15 Responses So Far to “Outboard Powerboat Handling, Part 1 – How to Dock A Boat”:

  1. martin gauthier says:

    Your comment “Nothing says you don’t know what you’re doing like riding around with your fenders hanging over the side” reminds me of our departed friend Dick Wagner. I’m sure he wasn’t the first to say it but he said it often.

    Thanks for the video..

  2. Captain Nemo says:

    Great video, Mr. Mendlowitz, and I love Abaco – she’s a dandy! I have a couple of observations though, regarding some things which I do a little differently when getting underway. My volunteer dive unit owns 6 boats, all under 20-feet in length and only one of which has a prop. The rest are jet drives because we routinely operate with and around divers in the water, and a jet drive lower unit is far safer for that situation. At 6:22 seconds into the video, you reach in and start the engine while still on the dock. I feel this isn’t the best practice, and advocate only starting the engine from the helm. Also, if you do this with a jet drive – even with the engine in neutral – the boat will slowly back away from the dock, since jets have a clamshell device which sits in the nearly down position while in neutral, directing a small amount of thrust backwards until they’re shifted into forward. The thrust isn’t as great as when the engine is in actual reverse mode, but its still apparent, and if one were to start the engine while outside the boat with the bow line loose or disconnected, things could get a bit dicey.

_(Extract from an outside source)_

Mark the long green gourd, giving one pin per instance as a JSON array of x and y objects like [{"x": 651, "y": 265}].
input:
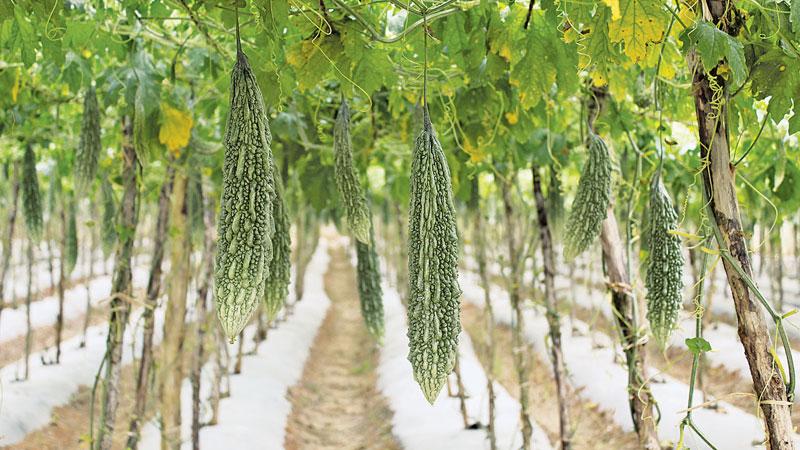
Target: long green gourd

    Instead, what I do when getting underway while running solo is uncleat the lines while leaving a single turn around each cleat, then take them back into the cockpit with me as I board. Then, after the engine is running, I can flip them off the cleats and get underway. Alternately, I may lead one line from its single turn around a dock cleat and secure it to the boat’s quarter cleat, then place the engine in either slow ahead or slow astern (depending on which way is best) then go forward or aft to remove the other line. (Sort of like a spring line in reverse.). But I do love your videos and the entire site. I’m very glad I finally decided to take the plunge (pun intended) and join OCH.

    Sincerely,
    Greg Mactye
    (AKA Capt. Nemo)

    • Ben Mendlowitz says:

      Hi Greg, Your line system makes perfect sense and I too will often leave a line or two hooked around a cleat if the conditions call for it (wind off the dock or other boats close by). My Yamaha and most if not all modern outboards will not start unless they are in neutral, so I do not have the same worry as you with a jet drive walking the boat slowly aft even when in neutral. Certainly with an older engine that could start in gear, it would be bad practice if no one was at the helm. Best regards, Ben

  3. alan carlisle says:

    Would appreciate an illustration of the same challenge with a fixed engine and rudder .. perhaps down the road…
    The island ferry boat Captain (10 passengers) does a wonderful job.. How does he do it?

  4. Joseph Lincks says:

    I really learned alot from the docking video. I am buying an 18 ft bowrider this winter to use on the lake property with a dock that I purchased last fall. I have a lot to learn. I signed up as a member moments ago. Joe

  5. Lynne Fraker says:

    I have always approached the dock heading into the wind or current depending which is stronger, using your demonstrated techniue, but a good friend, and excellent boat handler, believes that with an outboard engine, there is more control docking with the outboard into the wind. What do you think?

    • Ben Mendlowitz says:

      Hi Lynne, coming in to a dock with the stern towards the tide or wind works fine. Part two will show this technique when approaching anchored boats. For a dock, you can easily edge the stern in with complete control as the bow will naturally stay down wind or current. Get a stern line on pretty tight, or an aft leading spring line, and then the bow should come right in, use a little bit of forward throttle, if there is an off shore component to the wind.

  6. benjamin herrmann says:

    Ben, could we have a little more info on your boat? What a great, simple runabout!

    • Steve Stone says:

      Hi Benjamin. While shooting this series on outboard handling, we also shot a “Good Boat, Up Close” video on ABACO, so stand by for that one, hopefully soon.

    • Ben Mendlowitz says:

      Hi Benjamin, She is a great boat, which I appreciate every time I set out. If you want to know more before we have a chance to edit the upcoming video that Steve mentions, please explore the links above in our “Navigate Further…” section to learn a bit about Abaco.

  7. michele del monaco says:

    Why don’t make a lesson about mooring a sailboat in a river, it has always a problem 4 me

  8. Doug Wood says:

    Ben makes it all look effortless. If you guys ever want to film a piece on how NOT to cozy up to the dock, give me a call. I can probably help you out with that.